The austerity plan is the second announced by President Nicolas Sarkozy's government since August, when €11bn of budget tightening for next year was set out. The latest round of measures were unveiled about six months before France's presidential elections.
"The first significant moves to present a leaner budget illustrate that real austerity is beginning in France," said Pierre-Olivier Beffy, an Exane BNP Paribas economist in Paris.
The plan for a second round of budget cuts was flagged by Mr Sarkozy in a televised address to the nation on October 27. France has cut its growth forecast to about 1pc next year from the 1.75pc it previously predicted, hurting tax receipts.
The government forecasts 2pc growth in 2013.
France wants to shrink its deficit to 3pc of GDP in 2013 and is aiming for a balanced budget in 2016.

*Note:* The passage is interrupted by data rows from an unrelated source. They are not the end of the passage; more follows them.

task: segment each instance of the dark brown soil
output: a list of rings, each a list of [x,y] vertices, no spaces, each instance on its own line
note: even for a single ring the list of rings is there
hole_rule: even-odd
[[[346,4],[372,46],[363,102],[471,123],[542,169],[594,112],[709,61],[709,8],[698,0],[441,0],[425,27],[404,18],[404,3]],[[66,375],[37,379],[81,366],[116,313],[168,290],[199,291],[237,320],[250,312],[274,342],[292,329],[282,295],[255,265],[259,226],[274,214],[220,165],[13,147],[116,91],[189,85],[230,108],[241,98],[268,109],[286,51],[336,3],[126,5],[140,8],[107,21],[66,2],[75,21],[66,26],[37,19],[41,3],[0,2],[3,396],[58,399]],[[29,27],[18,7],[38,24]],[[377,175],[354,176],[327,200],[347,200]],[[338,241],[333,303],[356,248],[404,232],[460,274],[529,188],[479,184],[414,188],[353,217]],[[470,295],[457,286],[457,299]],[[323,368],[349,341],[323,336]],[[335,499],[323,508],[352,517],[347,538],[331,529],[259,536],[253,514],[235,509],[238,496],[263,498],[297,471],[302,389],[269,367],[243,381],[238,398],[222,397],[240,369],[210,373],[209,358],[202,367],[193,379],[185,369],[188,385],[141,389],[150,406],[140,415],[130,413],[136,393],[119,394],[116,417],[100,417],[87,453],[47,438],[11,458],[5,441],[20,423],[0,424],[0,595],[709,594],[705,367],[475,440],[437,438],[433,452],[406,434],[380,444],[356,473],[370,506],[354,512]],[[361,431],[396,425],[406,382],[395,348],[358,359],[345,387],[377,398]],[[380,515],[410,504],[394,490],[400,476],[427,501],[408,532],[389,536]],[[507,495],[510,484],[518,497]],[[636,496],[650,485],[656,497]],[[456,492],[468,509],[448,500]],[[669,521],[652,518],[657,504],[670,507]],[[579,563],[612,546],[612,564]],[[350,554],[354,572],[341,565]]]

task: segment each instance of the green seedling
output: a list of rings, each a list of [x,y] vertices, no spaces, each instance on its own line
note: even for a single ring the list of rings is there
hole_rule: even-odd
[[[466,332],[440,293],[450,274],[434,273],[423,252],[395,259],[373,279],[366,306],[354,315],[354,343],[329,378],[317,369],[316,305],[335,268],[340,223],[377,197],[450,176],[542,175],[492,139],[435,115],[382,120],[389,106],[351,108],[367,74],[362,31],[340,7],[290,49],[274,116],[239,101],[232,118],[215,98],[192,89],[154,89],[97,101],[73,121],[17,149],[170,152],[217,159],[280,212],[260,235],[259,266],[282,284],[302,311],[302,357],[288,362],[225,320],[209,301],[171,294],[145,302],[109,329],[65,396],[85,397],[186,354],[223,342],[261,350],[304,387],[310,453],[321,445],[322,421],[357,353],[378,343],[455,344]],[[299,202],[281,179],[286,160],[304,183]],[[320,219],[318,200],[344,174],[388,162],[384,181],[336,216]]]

The government expects the plan unveiled yesterday to trim the budget deficit by €7bn this year and €11.6bn in 2013.
The value-added tax increase will raise €1.8bn next year and the same amount in 2013. Scrapping indexation of income and wealth taxes will bring in €1.7bn in 2012 and €3.4bn the following year.
Firms with revenue of over €250m will pay an additional level equal to 5pc of their assessed tax, just for the fiscal years 2011 and 2012 -- a measure that will raise €1.1bn in each of the two years.
"All our citizens are asked to face the demands of this plan," Mr Fillon said.